Investors may recover $9.3 billion, the winning law firm said on Saturday after the verdict in the class-action suit in New York. Paul Saunders, a lawyer for Vivendi, said damages couldn't be determined. Vivendi said it will appeal.

"This is the largest securities class action going to verdict ever," Arthur Abbey, an investors' lawyer, said in an interview. "We had 57 statements that we claimed were false, and the jury found that 57 statements were false."

The Manhattan federal court jury found that Vivendi misled investors with upbeat statements that hid a liquidity crisis.

Only about six federal class-action, or group, securities suits have gone to trial since 1995, Saunders said earlier. Most are settled or dismissed.

Lawyers for investors said more than one million shareholders are covered by the case, which went to trial in October.

Abbey said immediately after the verdict that the liability might reach $4 billion (Dh14.68 billion) if every shareholder submitted a valid claim. Later Saturday, his New York-based law firm, Abbey Spanier Rodd & Abrams, issued a statement saying the verdict "will entitle investors to recover an estimated $9.3 billion".

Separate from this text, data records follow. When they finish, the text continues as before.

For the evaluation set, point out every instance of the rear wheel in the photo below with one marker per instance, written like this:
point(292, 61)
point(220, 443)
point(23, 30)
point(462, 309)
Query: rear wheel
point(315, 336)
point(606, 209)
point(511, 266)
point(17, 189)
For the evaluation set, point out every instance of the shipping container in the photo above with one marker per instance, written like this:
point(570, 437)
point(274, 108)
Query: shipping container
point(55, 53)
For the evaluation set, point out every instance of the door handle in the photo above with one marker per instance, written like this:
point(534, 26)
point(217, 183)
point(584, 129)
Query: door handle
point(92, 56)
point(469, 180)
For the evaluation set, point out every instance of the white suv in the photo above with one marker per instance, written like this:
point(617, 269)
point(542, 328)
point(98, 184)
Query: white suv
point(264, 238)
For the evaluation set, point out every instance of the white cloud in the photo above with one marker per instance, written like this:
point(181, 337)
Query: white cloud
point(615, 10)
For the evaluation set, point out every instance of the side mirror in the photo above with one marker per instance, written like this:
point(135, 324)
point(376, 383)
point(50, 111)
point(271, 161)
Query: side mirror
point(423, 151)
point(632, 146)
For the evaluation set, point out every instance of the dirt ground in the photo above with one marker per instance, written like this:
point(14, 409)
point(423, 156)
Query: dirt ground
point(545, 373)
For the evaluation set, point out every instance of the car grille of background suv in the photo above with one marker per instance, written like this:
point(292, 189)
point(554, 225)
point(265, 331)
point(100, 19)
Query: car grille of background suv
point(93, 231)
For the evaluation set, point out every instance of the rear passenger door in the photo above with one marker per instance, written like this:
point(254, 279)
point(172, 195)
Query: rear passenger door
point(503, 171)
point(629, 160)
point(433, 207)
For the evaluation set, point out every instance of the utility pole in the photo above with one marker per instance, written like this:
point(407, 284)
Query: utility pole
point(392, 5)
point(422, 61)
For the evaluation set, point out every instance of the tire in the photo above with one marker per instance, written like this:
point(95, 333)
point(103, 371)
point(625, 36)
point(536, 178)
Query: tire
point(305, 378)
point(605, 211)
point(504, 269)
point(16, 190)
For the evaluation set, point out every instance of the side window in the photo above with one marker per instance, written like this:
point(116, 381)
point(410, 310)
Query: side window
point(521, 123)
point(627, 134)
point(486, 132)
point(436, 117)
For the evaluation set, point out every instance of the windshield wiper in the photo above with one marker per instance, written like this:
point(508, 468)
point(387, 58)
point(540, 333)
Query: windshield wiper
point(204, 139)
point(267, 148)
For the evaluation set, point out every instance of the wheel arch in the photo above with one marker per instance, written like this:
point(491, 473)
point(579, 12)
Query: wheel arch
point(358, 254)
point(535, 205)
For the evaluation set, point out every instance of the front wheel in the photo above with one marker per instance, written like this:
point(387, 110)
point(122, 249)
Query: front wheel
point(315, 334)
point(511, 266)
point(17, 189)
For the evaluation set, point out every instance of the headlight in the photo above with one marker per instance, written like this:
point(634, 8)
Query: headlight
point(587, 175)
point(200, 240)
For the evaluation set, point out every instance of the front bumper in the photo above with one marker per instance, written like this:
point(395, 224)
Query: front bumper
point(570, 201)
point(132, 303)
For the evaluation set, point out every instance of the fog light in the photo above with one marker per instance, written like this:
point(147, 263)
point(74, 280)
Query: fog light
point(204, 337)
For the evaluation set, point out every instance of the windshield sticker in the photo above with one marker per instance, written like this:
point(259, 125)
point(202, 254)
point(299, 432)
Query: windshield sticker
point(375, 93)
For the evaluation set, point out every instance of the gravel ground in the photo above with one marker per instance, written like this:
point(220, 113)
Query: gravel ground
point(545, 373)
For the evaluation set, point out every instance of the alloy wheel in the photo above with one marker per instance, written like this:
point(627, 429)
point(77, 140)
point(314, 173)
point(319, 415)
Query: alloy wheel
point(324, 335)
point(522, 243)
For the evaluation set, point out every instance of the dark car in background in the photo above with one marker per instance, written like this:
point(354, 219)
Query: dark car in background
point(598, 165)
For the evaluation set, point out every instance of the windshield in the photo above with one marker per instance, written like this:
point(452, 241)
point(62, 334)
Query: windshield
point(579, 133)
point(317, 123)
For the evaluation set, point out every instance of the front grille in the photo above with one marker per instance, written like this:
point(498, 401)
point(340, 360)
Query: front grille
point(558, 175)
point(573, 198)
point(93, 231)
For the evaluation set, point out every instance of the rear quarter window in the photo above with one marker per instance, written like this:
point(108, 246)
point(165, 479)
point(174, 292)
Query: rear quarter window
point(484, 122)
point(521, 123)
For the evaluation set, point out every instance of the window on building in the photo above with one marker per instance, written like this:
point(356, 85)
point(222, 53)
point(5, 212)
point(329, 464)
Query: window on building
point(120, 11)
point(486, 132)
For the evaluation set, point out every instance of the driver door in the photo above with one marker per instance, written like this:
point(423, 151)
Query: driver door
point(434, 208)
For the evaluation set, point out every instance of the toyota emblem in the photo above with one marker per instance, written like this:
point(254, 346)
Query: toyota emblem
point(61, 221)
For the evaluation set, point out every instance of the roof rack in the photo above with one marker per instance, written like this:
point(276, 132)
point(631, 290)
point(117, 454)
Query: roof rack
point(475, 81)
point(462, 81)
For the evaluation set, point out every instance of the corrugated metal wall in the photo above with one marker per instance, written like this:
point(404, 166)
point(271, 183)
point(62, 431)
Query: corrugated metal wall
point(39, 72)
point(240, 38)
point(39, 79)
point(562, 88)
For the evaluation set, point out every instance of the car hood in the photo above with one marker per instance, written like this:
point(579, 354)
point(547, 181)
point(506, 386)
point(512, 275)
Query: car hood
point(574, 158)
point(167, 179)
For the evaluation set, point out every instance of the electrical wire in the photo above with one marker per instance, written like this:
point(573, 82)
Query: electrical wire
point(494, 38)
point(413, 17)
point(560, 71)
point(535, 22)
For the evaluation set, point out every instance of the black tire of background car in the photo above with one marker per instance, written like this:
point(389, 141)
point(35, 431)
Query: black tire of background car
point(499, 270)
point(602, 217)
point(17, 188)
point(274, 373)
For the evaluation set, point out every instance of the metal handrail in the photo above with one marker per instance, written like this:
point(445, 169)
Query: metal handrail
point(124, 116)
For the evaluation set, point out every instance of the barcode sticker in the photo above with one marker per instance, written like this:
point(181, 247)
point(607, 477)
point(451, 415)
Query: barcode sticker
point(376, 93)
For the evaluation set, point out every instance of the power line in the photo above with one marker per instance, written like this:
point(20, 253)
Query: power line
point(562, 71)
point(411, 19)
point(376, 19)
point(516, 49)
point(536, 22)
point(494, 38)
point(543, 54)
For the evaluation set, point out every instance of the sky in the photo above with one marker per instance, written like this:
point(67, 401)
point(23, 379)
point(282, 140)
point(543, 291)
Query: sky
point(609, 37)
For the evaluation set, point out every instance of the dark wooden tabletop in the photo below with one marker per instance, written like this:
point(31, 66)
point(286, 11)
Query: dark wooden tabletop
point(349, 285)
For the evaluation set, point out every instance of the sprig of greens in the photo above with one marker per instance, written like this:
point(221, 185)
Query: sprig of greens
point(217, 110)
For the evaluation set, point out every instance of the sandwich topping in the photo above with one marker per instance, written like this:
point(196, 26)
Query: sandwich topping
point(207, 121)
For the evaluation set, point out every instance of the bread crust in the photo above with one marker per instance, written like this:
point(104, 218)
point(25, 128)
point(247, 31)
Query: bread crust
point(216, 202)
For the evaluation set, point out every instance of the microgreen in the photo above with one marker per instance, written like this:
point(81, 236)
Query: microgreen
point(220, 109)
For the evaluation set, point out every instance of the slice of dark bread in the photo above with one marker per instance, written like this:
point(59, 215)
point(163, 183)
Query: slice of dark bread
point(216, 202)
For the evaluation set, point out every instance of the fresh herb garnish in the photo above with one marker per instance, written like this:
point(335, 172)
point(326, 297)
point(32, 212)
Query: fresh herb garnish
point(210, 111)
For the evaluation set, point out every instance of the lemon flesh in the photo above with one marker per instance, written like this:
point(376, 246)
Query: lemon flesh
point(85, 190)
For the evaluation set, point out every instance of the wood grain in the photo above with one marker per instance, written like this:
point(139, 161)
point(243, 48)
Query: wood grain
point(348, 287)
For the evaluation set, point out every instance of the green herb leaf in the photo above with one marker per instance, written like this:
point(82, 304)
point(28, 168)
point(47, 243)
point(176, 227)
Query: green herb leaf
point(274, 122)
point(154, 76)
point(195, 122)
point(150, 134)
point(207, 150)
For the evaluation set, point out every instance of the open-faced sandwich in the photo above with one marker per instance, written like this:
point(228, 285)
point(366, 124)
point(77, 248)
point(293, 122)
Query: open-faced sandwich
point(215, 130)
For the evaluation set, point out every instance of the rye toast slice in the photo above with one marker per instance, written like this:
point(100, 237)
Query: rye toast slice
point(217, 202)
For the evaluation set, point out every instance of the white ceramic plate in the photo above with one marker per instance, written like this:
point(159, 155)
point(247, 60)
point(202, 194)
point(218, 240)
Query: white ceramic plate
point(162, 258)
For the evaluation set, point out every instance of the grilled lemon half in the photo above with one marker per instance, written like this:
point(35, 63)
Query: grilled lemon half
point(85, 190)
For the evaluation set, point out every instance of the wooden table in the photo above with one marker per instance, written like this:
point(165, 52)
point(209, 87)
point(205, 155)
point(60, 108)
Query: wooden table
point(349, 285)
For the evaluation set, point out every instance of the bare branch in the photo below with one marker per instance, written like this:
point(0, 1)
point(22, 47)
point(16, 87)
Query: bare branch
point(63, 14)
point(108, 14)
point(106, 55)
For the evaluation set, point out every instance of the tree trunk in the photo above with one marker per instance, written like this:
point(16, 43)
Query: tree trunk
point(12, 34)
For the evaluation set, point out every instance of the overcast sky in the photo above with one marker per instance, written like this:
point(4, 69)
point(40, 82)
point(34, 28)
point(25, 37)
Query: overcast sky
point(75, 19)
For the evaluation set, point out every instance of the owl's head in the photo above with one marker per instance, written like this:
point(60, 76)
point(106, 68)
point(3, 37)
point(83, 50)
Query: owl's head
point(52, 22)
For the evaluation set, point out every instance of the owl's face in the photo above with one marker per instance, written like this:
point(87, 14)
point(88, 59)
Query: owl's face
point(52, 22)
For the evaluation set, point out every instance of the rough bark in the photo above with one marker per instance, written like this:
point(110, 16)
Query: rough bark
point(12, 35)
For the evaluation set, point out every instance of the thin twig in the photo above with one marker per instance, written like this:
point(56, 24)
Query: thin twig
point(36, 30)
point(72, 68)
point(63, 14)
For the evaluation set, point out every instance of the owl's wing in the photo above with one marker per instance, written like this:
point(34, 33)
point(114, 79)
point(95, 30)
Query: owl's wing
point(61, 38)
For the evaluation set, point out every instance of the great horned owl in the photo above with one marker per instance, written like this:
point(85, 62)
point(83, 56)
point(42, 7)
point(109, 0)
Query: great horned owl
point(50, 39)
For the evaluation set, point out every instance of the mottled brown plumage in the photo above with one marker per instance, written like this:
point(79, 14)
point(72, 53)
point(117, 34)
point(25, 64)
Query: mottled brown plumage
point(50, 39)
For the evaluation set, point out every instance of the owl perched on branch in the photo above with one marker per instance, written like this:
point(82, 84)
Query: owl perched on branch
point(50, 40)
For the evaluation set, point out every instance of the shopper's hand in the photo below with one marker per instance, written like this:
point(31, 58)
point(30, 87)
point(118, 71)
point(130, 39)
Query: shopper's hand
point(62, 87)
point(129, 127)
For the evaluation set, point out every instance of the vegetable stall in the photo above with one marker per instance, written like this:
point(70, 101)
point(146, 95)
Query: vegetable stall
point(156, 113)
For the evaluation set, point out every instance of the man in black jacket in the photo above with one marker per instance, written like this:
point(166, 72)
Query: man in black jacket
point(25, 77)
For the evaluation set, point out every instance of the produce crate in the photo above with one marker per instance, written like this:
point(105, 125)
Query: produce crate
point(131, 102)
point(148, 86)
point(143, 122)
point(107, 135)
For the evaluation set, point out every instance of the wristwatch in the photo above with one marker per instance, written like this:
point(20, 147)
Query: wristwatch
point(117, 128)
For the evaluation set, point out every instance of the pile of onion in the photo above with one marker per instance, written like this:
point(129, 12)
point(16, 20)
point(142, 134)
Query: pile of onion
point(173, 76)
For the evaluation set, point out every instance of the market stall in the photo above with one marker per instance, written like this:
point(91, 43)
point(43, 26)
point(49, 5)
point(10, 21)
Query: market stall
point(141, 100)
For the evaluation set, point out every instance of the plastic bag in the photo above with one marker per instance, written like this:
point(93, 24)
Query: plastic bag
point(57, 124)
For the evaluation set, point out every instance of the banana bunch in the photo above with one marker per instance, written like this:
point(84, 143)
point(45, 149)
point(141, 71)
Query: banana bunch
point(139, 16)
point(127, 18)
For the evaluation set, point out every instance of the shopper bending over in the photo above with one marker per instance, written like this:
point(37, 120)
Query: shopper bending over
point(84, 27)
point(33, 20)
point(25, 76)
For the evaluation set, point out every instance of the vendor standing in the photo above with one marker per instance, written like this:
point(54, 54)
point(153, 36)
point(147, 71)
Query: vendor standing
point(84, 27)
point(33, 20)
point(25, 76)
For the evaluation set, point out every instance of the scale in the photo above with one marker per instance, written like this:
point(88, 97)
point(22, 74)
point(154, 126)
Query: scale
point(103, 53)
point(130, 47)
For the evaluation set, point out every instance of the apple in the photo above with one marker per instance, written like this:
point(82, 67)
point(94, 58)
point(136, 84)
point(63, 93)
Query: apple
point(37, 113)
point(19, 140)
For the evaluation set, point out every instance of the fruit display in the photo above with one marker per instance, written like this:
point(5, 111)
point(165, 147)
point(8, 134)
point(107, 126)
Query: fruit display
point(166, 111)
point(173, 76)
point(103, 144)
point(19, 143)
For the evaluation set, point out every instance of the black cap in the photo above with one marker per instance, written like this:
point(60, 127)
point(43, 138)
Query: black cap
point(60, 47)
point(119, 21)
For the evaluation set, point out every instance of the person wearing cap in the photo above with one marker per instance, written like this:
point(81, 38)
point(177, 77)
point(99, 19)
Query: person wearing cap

"The total recovery amount is based on an analysis by plaintiffs' economics expert assuming all class members submit claims," the firm said.

"The amount includes prejudgment interest that may be added by the court. Class members' entitlements will depend on a number of factors, including their purchase and sale dates."

Abbey said afterward his first figure was an estimate and "with interest it would be much higher".